4 Tips for Managing Screen Addiction
With the rise of smartphones, people have become more attached to the cell phones in their pockets. This is understandable, since phones went from being stuck in one place and only used with calling cards to accessing the internet and increasing the ways you can communicate with people. Even though smartphones have brought a lot of good change to the world, they can pose a problem if you get too dependent on your own, which is easy to do. There are so many ways to entertain yourself and keep multiple conversations going, but that can cause you to form a legitimate phone addiction. So how do you know if you have an addiction? Look at how you use your time.
When you’re waiting for the elevator, do you instinctively start scrolling through Facebook? Maybe you’re watching TV with a friend, and when the show or your conversation takes a lull, you pull out your phone and start watching Instagram stories without realizing you’re even doing it.
So how can you reduce your dependence on your phone? Take a look at these four tips for managing screen addiction to help you kick your “I have to check my phone now” habit to the curb.
1. Use a real watch and alarm clock
Smartphones have the clock app that does amazing things — like provide a single place to check time zones, set timers and even schedule alarms to help you wake up. This can be useful, but it can also encourage screen addiction. When you keep picking up your phone to check the time, it gives you a chance to get distracted by other notifications.
Additionally, when you have your phone on all night waiting to go off at 6 a.m., you’re going to feel more inclined to check your notifications when you wake up halfway through the night and need to check the time.
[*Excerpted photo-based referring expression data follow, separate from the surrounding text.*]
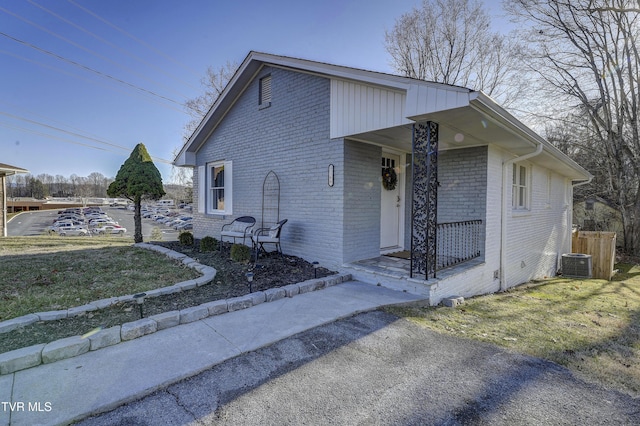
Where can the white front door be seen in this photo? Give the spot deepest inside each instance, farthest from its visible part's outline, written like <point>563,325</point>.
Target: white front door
<point>390,207</point>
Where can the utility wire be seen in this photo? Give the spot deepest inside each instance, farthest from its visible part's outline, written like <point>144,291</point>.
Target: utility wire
<point>74,63</point>
<point>79,77</point>
<point>142,42</point>
<point>79,46</point>
<point>107,42</point>
<point>91,138</point>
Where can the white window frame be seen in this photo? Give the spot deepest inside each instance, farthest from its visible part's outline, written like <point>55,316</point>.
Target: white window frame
<point>207,190</point>
<point>521,187</point>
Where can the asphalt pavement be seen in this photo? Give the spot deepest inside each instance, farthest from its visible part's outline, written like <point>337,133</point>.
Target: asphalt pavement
<point>377,369</point>
<point>34,223</point>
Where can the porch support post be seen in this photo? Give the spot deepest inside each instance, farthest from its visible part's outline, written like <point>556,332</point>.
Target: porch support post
<point>424,199</point>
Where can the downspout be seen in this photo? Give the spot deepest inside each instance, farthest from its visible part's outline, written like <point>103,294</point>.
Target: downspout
<point>503,213</point>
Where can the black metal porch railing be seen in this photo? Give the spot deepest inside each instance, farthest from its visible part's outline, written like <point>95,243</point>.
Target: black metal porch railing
<point>457,242</point>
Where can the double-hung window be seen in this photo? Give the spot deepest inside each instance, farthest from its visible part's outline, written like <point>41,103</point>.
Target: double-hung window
<point>520,188</point>
<point>215,182</point>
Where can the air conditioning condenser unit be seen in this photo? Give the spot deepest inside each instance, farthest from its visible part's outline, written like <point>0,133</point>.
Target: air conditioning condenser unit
<point>576,265</point>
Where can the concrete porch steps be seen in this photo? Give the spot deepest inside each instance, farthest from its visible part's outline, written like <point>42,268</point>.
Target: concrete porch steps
<point>394,273</point>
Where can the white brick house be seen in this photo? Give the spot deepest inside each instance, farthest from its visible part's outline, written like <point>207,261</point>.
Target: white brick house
<point>496,189</point>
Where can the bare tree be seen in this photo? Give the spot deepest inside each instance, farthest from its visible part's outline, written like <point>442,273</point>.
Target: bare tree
<point>451,42</point>
<point>585,53</point>
<point>213,84</point>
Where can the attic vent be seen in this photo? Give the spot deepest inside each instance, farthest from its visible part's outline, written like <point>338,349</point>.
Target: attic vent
<point>265,91</point>
<point>576,265</point>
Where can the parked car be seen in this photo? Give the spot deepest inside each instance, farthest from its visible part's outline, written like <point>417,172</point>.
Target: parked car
<point>75,217</point>
<point>71,230</point>
<point>102,221</point>
<point>109,229</point>
<point>61,223</point>
<point>188,225</point>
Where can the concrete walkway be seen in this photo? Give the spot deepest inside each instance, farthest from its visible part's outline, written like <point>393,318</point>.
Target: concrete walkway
<point>74,388</point>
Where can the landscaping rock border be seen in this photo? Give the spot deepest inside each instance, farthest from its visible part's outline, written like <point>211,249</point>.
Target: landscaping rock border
<point>208,274</point>
<point>32,356</point>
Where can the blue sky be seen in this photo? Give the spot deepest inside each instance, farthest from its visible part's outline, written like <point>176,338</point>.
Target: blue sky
<point>84,81</point>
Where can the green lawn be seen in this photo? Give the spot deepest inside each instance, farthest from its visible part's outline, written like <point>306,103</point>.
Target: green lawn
<point>46,273</point>
<point>590,326</point>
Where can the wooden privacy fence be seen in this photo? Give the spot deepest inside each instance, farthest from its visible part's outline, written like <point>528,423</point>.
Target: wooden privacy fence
<point>602,248</point>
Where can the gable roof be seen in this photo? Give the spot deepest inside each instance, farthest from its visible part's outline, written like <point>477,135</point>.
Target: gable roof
<point>458,110</point>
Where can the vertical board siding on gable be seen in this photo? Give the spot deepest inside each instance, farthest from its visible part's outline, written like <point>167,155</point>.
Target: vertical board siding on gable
<point>357,108</point>
<point>290,137</point>
<point>423,99</point>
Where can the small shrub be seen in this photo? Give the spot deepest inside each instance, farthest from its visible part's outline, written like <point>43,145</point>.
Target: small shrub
<point>208,244</point>
<point>186,239</point>
<point>240,253</point>
<point>156,234</point>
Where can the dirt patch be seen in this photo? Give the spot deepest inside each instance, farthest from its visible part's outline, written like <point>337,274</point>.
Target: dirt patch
<point>271,271</point>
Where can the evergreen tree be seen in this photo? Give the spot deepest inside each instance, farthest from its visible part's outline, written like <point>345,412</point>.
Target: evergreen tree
<point>137,179</point>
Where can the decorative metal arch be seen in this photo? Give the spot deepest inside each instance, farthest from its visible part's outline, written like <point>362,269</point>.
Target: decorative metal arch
<point>270,200</point>
<point>424,199</point>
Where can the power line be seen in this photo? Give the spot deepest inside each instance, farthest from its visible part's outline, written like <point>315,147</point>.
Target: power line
<point>107,42</point>
<point>79,46</point>
<point>79,135</point>
<point>142,42</point>
<point>74,63</point>
<point>79,77</point>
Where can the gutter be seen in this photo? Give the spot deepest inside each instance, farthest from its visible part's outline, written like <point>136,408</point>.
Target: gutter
<point>503,213</point>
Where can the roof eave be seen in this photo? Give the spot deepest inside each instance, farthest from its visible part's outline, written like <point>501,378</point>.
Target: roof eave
<point>490,108</point>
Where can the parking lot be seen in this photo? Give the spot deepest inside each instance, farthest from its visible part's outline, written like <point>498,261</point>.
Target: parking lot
<point>37,222</point>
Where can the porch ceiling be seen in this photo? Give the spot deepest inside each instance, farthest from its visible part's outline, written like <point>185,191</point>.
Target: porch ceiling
<point>467,127</point>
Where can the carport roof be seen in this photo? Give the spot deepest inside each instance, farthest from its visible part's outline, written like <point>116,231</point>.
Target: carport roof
<point>7,170</point>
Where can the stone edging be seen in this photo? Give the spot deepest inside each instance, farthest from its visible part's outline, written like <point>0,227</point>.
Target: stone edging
<point>32,356</point>
<point>208,274</point>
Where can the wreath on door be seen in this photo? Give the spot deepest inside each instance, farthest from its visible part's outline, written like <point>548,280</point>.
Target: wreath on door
<point>389,179</point>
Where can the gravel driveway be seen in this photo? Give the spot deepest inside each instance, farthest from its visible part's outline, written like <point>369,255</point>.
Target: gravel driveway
<point>377,369</point>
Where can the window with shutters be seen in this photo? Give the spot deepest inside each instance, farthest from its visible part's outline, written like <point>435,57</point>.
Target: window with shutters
<point>265,92</point>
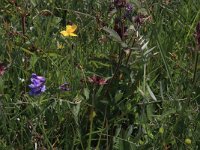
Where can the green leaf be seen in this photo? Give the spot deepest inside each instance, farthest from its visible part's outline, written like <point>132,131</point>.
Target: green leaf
<point>151,93</point>
<point>129,131</point>
<point>113,34</point>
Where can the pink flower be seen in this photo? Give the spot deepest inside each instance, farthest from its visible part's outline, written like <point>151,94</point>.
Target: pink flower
<point>97,80</point>
<point>2,69</point>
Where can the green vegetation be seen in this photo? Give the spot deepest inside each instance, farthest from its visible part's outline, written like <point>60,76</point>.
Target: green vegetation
<point>129,80</point>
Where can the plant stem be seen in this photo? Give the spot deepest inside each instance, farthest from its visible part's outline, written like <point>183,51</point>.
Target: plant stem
<point>195,67</point>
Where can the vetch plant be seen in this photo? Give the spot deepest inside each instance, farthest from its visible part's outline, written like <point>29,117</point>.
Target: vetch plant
<point>70,29</point>
<point>37,85</point>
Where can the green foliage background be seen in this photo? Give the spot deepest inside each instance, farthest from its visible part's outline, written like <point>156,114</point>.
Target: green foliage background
<point>151,100</point>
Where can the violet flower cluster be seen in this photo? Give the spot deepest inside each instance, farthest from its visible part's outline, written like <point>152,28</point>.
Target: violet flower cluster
<point>37,85</point>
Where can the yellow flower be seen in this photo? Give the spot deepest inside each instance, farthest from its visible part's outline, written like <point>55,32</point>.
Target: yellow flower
<point>69,30</point>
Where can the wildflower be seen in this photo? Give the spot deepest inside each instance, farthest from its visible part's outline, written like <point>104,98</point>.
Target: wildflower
<point>60,46</point>
<point>161,130</point>
<point>139,19</point>
<point>64,87</point>
<point>97,80</point>
<point>198,33</point>
<point>129,7</point>
<point>2,69</point>
<point>188,141</point>
<point>69,30</point>
<point>37,85</point>
<point>119,3</point>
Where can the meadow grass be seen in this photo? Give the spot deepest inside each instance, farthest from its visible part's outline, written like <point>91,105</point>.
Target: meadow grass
<point>132,74</point>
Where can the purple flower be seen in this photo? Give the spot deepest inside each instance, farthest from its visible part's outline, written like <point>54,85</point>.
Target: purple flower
<point>198,33</point>
<point>129,7</point>
<point>2,69</point>
<point>65,87</point>
<point>97,80</point>
<point>37,84</point>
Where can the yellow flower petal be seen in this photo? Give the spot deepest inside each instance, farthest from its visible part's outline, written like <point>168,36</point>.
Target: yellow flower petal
<point>64,33</point>
<point>72,34</point>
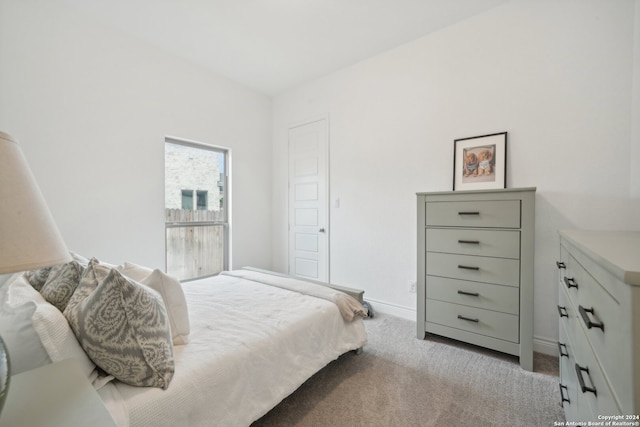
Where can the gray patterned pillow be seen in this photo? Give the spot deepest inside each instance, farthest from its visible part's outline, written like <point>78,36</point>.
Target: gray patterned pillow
<point>37,278</point>
<point>91,276</point>
<point>123,328</point>
<point>61,283</point>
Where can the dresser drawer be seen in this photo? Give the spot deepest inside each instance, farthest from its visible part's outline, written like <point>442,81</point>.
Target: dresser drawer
<point>484,322</point>
<point>494,243</point>
<point>593,387</point>
<point>480,295</point>
<point>568,380</point>
<point>483,213</point>
<point>500,271</point>
<point>606,327</point>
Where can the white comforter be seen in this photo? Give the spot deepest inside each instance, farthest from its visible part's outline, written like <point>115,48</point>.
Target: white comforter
<point>250,346</point>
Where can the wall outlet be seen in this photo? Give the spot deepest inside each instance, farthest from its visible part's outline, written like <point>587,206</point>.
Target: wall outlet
<point>412,286</point>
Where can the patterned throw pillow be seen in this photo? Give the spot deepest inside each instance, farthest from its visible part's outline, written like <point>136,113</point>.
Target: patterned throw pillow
<point>61,283</point>
<point>37,278</point>
<point>91,276</point>
<point>123,328</point>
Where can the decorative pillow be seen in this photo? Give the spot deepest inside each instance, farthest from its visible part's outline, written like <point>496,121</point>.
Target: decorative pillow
<point>172,295</point>
<point>39,327</point>
<point>91,276</point>
<point>37,278</point>
<point>124,329</point>
<point>61,284</point>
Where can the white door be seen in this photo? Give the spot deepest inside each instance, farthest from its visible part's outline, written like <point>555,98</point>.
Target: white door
<point>308,201</point>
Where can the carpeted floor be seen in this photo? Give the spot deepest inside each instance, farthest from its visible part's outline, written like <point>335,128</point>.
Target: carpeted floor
<point>401,381</point>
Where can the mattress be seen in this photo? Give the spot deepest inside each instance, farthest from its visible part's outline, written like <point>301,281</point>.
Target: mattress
<point>250,346</point>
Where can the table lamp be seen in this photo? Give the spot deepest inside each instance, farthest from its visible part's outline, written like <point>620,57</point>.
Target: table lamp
<point>29,238</point>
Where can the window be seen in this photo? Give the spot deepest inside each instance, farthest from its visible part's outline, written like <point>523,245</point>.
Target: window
<point>202,200</point>
<point>196,206</point>
<point>187,199</point>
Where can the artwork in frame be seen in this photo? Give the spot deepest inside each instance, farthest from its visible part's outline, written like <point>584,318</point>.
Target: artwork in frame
<point>480,162</point>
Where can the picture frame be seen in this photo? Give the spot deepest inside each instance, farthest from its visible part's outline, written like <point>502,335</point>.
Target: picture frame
<point>480,162</point>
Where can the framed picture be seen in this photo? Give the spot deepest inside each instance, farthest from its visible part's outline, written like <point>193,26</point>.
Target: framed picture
<point>480,162</point>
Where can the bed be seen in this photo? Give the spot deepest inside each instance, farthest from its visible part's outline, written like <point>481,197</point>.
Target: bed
<point>251,339</point>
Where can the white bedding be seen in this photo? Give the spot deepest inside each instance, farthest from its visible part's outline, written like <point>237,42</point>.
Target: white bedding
<point>250,346</point>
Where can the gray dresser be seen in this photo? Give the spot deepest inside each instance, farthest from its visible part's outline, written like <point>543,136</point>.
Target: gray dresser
<point>599,331</point>
<point>475,268</point>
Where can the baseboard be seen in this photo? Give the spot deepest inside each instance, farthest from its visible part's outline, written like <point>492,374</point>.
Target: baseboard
<point>540,345</point>
<point>395,310</point>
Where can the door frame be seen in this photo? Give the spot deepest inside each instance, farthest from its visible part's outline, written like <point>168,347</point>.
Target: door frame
<point>327,182</point>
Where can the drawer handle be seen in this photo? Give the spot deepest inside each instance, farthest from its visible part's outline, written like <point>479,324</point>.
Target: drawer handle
<point>585,318</point>
<point>564,399</point>
<point>466,267</point>
<point>473,294</point>
<point>583,387</point>
<point>570,282</point>
<point>563,353</point>
<point>563,311</point>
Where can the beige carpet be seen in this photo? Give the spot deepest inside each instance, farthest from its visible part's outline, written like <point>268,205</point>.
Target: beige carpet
<point>401,381</point>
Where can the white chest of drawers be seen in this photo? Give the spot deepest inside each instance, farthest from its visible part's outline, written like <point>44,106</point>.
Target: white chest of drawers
<point>599,331</point>
<point>475,268</point>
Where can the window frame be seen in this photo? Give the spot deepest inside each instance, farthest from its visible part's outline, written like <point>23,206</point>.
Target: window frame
<point>226,206</point>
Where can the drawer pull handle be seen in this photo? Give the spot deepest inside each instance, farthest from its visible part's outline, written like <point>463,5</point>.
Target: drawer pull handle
<point>473,294</point>
<point>563,311</point>
<point>563,353</point>
<point>564,399</point>
<point>570,282</point>
<point>583,387</point>
<point>585,318</point>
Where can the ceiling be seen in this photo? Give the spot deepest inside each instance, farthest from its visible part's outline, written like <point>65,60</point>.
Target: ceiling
<point>273,45</point>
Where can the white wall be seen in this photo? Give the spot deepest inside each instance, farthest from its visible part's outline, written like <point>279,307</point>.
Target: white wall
<point>556,75</point>
<point>92,106</point>
<point>635,110</point>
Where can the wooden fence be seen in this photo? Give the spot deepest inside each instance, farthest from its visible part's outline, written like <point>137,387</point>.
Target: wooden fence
<point>194,250</point>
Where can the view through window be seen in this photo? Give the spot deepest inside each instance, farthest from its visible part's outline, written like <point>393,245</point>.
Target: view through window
<point>196,223</point>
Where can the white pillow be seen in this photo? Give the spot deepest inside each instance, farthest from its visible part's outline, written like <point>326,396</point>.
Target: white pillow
<point>134,271</point>
<point>172,295</point>
<point>25,350</point>
<point>41,326</point>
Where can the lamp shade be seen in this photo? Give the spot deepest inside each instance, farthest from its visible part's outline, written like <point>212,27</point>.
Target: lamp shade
<point>29,237</point>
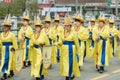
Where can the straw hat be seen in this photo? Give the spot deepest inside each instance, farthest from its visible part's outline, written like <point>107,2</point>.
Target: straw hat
<point>93,19</point>
<point>56,17</point>
<point>38,23</point>
<point>26,15</point>
<point>102,18</point>
<point>48,19</point>
<point>7,23</point>
<point>78,17</point>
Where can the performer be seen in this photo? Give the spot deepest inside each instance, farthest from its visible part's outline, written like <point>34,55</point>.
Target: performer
<point>102,45</point>
<point>38,39</point>
<point>50,32</point>
<point>8,44</point>
<point>69,48</point>
<point>59,30</point>
<point>90,42</point>
<point>113,32</point>
<point>24,35</point>
<point>83,35</point>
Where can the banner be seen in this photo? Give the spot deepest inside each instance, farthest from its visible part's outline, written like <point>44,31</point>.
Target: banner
<point>7,1</point>
<point>46,56</point>
<point>0,57</point>
<point>18,60</point>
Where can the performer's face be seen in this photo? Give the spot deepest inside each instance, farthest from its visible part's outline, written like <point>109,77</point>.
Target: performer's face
<point>56,23</point>
<point>6,28</point>
<point>111,24</point>
<point>67,27</point>
<point>77,23</point>
<point>37,28</point>
<point>25,22</point>
<point>101,24</point>
<point>92,23</point>
<point>47,24</point>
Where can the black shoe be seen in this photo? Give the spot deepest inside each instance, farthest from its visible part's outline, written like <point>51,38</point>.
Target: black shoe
<point>4,77</point>
<point>24,65</point>
<point>37,78</point>
<point>11,74</point>
<point>71,78</point>
<point>42,76</point>
<point>97,68</point>
<point>101,69</point>
<point>79,68</point>
<point>58,59</point>
<point>50,66</point>
<point>67,78</point>
<point>29,63</point>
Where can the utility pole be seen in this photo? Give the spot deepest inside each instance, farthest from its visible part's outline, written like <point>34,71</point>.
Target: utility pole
<point>116,9</point>
<point>76,4</point>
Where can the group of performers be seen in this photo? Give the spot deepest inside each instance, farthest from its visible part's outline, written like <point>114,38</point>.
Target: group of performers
<point>70,44</point>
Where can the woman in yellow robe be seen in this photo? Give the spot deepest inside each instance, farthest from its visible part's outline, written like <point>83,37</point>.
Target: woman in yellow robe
<point>59,31</point>
<point>69,48</point>
<point>119,44</point>
<point>82,34</point>
<point>90,41</point>
<point>113,32</point>
<point>39,38</point>
<point>50,32</point>
<point>102,45</point>
<point>8,42</point>
<point>24,35</point>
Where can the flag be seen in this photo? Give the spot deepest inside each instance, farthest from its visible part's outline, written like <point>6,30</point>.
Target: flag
<point>7,1</point>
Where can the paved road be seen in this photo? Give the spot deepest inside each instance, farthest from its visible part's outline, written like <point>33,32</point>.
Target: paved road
<point>88,72</point>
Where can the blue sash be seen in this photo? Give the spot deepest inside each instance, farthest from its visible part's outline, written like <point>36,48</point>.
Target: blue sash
<point>7,54</point>
<point>70,49</point>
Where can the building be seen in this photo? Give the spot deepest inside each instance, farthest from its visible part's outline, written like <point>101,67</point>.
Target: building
<point>85,6</point>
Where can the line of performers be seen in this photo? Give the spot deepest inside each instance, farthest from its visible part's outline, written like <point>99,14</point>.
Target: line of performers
<point>71,44</point>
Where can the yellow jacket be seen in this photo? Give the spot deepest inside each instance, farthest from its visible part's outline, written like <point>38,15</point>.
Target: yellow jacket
<point>25,42</point>
<point>7,43</point>
<point>36,54</point>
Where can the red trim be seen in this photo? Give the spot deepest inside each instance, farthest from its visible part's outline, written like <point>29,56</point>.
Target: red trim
<point>44,5</point>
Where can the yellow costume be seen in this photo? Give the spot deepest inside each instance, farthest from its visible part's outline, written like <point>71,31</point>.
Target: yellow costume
<point>82,34</point>
<point>102,47</point>
<point>68,60</point>
<point>90,42</point>
<point>59,31</point>
<point>8,41</point>
<point>37,68</point>
<point>50,32</point>
<point>24,42</point>
<point>113,32</point>
<point>119,45</point>
<point>69,49</point>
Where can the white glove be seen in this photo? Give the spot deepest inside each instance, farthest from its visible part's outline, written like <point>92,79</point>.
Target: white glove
<point>56,43</point>
<point>47,33</point>
<point>112,35</point>
<point>28,46</point>
<point>22,38</point>
<point>76,32</point>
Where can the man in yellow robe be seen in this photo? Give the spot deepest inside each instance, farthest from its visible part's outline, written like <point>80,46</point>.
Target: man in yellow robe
<point>38,39</point>
<point>90,42</point>
<point>24,35</point>
<point>59,31</point>
<point>113,32</point>
<point>50,32</point>
<point>102,45</point>
<point>69,48</point>
<point>8,43</point>
<point>82,34</point>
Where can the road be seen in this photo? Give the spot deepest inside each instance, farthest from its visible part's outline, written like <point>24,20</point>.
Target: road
<point>88,72</point>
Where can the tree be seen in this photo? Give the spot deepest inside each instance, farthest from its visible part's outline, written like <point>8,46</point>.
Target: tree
<point>17,7</point>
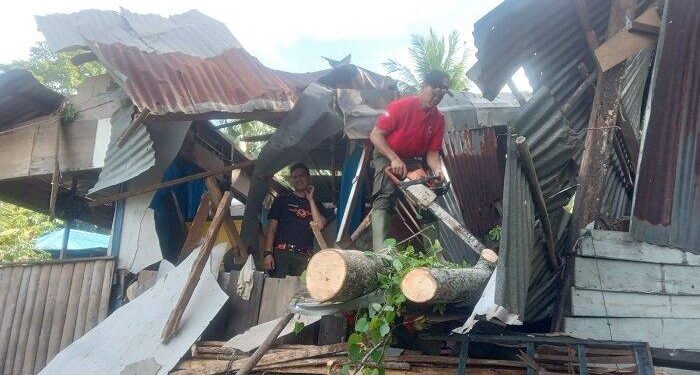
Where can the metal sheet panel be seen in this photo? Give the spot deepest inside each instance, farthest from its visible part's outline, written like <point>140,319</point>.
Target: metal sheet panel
<point>471,159</point>
<point>49,305</point>
<point>667,207</point>
<point>23,98</point>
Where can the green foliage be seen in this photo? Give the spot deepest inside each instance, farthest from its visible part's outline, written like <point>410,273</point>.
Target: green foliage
<point>495,233</point>
<point>55,70</point>
<point>375,323</point>
<point>430,52</point>
<point>248,129</point>
<point>19,228</point>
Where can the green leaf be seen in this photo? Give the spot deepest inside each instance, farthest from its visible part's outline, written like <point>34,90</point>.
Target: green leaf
<point>354,339</point>
<point>361,325</point>
<point>384,330</point>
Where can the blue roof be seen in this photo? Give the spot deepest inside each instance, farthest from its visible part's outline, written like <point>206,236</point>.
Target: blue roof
<point>77,240</point>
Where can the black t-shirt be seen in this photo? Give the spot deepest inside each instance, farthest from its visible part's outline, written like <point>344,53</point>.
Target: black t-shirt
<point>294,215</point>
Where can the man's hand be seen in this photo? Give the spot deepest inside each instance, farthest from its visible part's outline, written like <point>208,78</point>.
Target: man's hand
<point>398,167</point>
<point>269,262</point>
<point>310,192</point>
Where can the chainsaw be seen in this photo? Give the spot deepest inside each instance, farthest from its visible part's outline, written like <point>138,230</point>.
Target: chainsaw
<point>422,191</point>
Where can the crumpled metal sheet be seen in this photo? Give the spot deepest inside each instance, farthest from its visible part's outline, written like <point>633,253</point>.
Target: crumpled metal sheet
<point>23,98</point>
<point>517,238</point>
<point>313,119</point>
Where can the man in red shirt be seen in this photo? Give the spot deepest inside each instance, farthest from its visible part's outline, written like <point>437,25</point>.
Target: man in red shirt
<point>406,135</point>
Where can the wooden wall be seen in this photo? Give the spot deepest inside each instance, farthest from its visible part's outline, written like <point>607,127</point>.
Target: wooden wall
<point>627,290</point>
<point>46,306</point>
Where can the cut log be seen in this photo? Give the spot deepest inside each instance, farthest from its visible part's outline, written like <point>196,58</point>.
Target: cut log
<point>341,275</point>
<point>433,285</point>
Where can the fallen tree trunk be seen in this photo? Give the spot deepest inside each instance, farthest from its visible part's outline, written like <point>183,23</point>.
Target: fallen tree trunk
<point>341,275</point>
<point>434,285</point>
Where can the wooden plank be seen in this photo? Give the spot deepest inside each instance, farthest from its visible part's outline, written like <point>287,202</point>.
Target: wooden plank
<point>626,43</point>
<point>172,325</point>
<point>234,238</point>
<point>37,319</point>
<point>17,321</point>
<point>26,320</point>
<point>629,305</point>
<point>624,276</point>
<point>98,274</point>
<point>106,291</point>
<point>175,182</point>
<point>275,297</point>
<point>84,301</point>
<point>658,332</point>
<point>47,318</point>
<point>60,309</point>
<point>76,285</point>
<point>243,314</point>
<point>196,232</point>
<point>620,245</point>
<point>9,313</point>
<point>5,276</point>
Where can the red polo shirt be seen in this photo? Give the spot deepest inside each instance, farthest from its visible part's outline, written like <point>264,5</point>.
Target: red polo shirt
<point>411,130</point>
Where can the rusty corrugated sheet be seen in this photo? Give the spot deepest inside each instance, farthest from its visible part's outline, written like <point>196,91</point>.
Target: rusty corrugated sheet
<point>176,83</point>
<point>23,98</point>
<point>188,66</point>
<point>667,198</point>
<point>471,159</point>
<point>45,306</point>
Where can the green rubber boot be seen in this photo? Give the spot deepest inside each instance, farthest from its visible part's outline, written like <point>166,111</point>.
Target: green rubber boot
<point>380,228</point>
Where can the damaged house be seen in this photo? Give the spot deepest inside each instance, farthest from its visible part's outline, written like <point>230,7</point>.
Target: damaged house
<point>592,180</point>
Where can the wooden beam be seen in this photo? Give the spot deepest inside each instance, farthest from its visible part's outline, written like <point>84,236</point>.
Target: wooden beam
<point>600,130</point>
<point>172,325</point>
<point>167,184</point>
<point>538,199</point>
<point>132,127</point>
<point>624,44</point>
<point>231,231</point>
<point>194,235</point>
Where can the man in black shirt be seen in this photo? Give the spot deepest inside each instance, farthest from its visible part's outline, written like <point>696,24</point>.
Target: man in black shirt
<point>289,240</point>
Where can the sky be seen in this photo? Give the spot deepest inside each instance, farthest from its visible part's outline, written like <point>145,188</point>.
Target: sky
<point>285,35</point>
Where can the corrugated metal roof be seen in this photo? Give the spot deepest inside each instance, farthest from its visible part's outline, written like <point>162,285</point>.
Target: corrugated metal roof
<point>517,238</point>
<point>472,161</point>
<point>135,157</point>
<point>667,207</point>
<point>176,83</point>
<point>191,33</point>
<point>23,98</point>
<point>188,65</point>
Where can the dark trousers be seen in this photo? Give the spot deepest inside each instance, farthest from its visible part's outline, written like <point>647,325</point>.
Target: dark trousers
<point>288,263</point>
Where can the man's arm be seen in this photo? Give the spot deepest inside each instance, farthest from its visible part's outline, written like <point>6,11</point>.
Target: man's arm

While you may not need to turn off your phone for your phone’s sake, you might need to do it for your sake. Staring at your screen before you head off to dreamland doesn’t actually help you sleep better. And if it helps at all, watches are back “in” again! So, help yourself kick your smartphone habit and invest in a wristwatch and a real alarm clock. Odds are that alarm clock is even louder than the alarm on your smartphone anyway.
2. Eat without a screen
If you get the opportunity to sit down with family every night for a meal, make the dinner table a no-phone zone. Your family will feel more welcomed and loved, leading to more positive relationships. You’ll be able to eat and have a good conversation that’ll refresh you after a long day of work, which will feel better than liking some statuses over chicken and pasta.
This is more difficult for those who live alone and may prefer videos to be playing while they eat so they don’t feel surrounded by silence. Instead, choose one meal each day to spend without technology. Eat lunch in the kitchen at work? Read a book if you can’t sit down with a coworker — anything to stretch your brain and show yourself that you can say no when it comes to your phone.
3. Leave emails for work
Anyone who works in a fast-paced environment knows it’s difficult to not check that email notification when you get home or while you’re making coffee in the morning. You wouldn’t want to miss any kind of emergency by not opening that email, and chances are you won’t. Unless you’re the head of a company, you can probably wait until you clock in to deal with whatever’s going on in the office.
So many people check their work email outside the office that even lawmakers in some countries started to acknowledge it was a problem. That’s why the French actually outlawed checking emails after work. There may not be any laws like this where you live, but it’s healthy to separate your work and private life as much as you can. If there’s really something important for you to deal with, people can just give you a call.
4. Schedule your phone time
Be proactive with your screen addiction by not cutting it off completely but scheduling when you can use your phone — think thirty minutes to an hour at a time. This will teach your brain that it’s possible to wait to use your favorite apps. When you get comfortable with your routine, cut down that time you use it and continue until you figure out a minimized phone schedule that works for you.
You can also try signing up for one of the many screen addiction management apps that are available now — some of these even allow you to designate the most addictive apps on your phone and set a time for your phone to literally lock you out of those apps.
Some methods are more extreme than others, but depending on how much help you need, it can be helpful to start off with heavier restrictions just to get into a new mindset where your phone is concerned.
Eventually, you’ll overcome the habit.
Having a phone addiction doesn’t make you a bad person, and you’re certainly not alone. You have the power to change what your brain reaches for when you get free time — you just have to know what strategy works best for you. Learn where your biggest weaknesses are and work to improve them. You’ll end up a stronger person who can comfortably put your phone away whenever you want and enjoy the world around you more.